There was a large mirror on a stand and Kate looked up to see herself reflected in it—pale-faced, pretty enough, dressed for warmth and comfort in a sensible nightgown, bare feet showing beneath the hem. The woman whose room this was would have scorned to look like this, she sensed. She glanced at the dressing room door, but did not try to open it. The thought of prying into the other woman’s clothes was abhorrent.
Slowly, forcing herself not to run, Kate closed the door, crossed the sitting room and let herself out into the familiar world again. She turned the key in the lock and tiptoed back to Grant’s bedchamber, laid the key down where she had found it and retreated to her own room.
What had that taught her? Nothing, she concluded as she climbed into bed and pulled the covers up tight to her chin, although the room was not cold. There were marks of a fire, possibly of blood. But she had known that already. She had intruded into Grant’s private nightmare, against his wishes, and she had discovered nothing that might help.

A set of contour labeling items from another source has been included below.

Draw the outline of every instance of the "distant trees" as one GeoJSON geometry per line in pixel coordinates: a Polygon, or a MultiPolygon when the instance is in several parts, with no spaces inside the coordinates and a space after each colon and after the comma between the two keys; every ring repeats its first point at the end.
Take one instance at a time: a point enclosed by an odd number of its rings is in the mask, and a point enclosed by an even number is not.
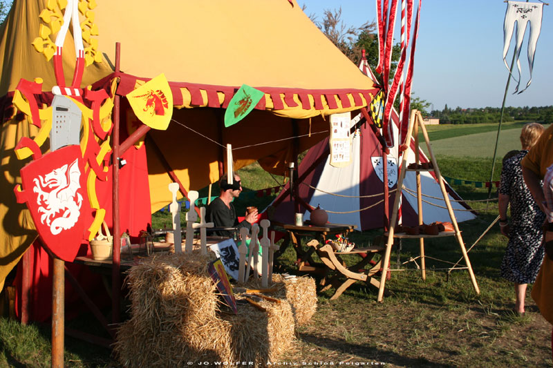
{"type": "MultiPolygon", "coordinates": [[[[431,115],[440,117],[440,123],[469,124],[498,123],[501,115],[500,108],[485,107],[481,108],[461,108],[451,110],[445,106],[443,110],[435,110],[431,115]]],[[[553,123],[553,106],[534,107],[506,106],[503,112],[503,122],[516,120],[533,120],[543,124],[553,123]]]]}
{"type": "MultiPolygon", "coordinates": [[[[304,7],[303,10],[305,10],[304,7]]],[[[375,68],[378,64],[378,37],[375,22],[367,21],[359,27],[346,26],[341,20],[341,8],[333,10],[325,10],[323,19],[320,21],[312,14],[309,15],[309,18],[355,64],[359,64],[362,50],[364,49],[368,65],[371,66],[379,84],[382,84],[382,76],[375,71],[375,68]]],[[[393,77],[393,74],[395,72],[400,53],[400,43],[396,43],[392,48],[390,79],[393,77]]]]}

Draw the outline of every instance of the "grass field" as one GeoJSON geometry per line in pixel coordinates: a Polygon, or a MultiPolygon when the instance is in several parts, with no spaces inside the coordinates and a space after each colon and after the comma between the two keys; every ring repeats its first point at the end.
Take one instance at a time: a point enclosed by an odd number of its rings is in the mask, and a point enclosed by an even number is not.
{"type": "MultiPolygon", "coordinates": [[[[521,124],[507,126],[502,132],[502,142],[512,141],[507,140],[508,134],[512,133],[516,138],[520,133],[521,124]]],[[[462,142],[459,146],[465,151],[483,153],[484,148],[489,150],[495,143],[493,126],[429,128],[433,149],[444,175],[475,181],[489,179],[490,155],[471,156],[462,154],[462,150],[453,150],[452,146],[453,142],[462,142]],[[463,136],[467,132],[470,135],[463,136]],[[455,138],[454,134],[460,136],[455,138]],[[480,138],[476,139],[487,134],[494,139],[485,139],[482,144],[480,138]],[[444,142],[447,144],[441,146],[444,142]]],[[[515,143],[518,142],[513,142],[514,146],[508,150],[518,148],[515,143]]],[[[493,147],[491,150],[493,153],[493,147]]],[[[500,171],[500,157],[498,155],[496,166],[496,178],[500,171]]],[[[248,189],[276,185],[274,180],[258,166],[239,173],[248,189]]],[[[454,188],[466,200],[480,200],[487,196],[485,188],[468,185],[454,188]]],[[[493,194],[496,197],[496,193],[493,194]]],[[[256,204],[263,208],[261,200],[270,199],[256,198],[260,200],[256,204]]],[[[460,224],[467,247],[475,243],[497,215],[496,202],[487,210],[484,202],[470,204],[478,211],[478,217],[460,224]]],[[[240,198],[236,201],[238,208],[245,204],[240,198]]],[[[351,238],[358,244],[366,243],[381,234],[381,231],[375,230],[357,233],[351,238]]],[[[461,257],[453,238],[432,240],[425,242],[427,255],[451,262],[461,257]]],[[[551,367],[551,325],[540,316],[529,291],[526,314],[519,316],[510,311],[514,307],[513,287],[500,278],[499,272],[505,244],[505,238],[496,225],[469,253],[481,291],[476,295],[466,271],[453,271],[448,278],[443,269],[449,264],[434,259],[427,260],[427,278],[422,281],[415,262],[409,262],[419,254],[418,242],[403,241],[400,264],[397,264],[397,246],[391,262],[392,267],[405,271],[392,273],[382,303],[376,302],[375,288],[360,283],[350,287],[337,300],[329,300],[330,291],[319,293],[313,320],[299,329],[296,348],[279,362],[306,366],[384,362],[391,367],[551,367]]],[[[281,259],[286,271],[297,273],[294,260],[295,254],[288,248],[281,259]]],[[[77,320],[68,324],[82,327],[86,322],[77,320]]],[[[5,318],[0,319],[0,367],[48,367],[49,337],[48,327],[21,326],[5,318]]],[[[66,366],[116,367],[117,363],[109,350],[93,348],[67,337],[66,366]]]]}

Let that be a lesson to you, she would have said to Charlie if she had caught him prying. Now she had a guilty conscience, a definite case of the shivers and another secret to keep from Grant.
May 20—Abbeywell Grange
Grant strolled through the rooms of his home and shook his head with bemused pleasure. Kate had seemed understandably nervous when he had first come home, not just of him, but at the thought of making any changes to the house. With the confirmation of the house party all that reserve seemed to have been swept away, although he worried that she was overdoing things. It was almost as though she had flung herself into the preparations as a way of burying her nerves.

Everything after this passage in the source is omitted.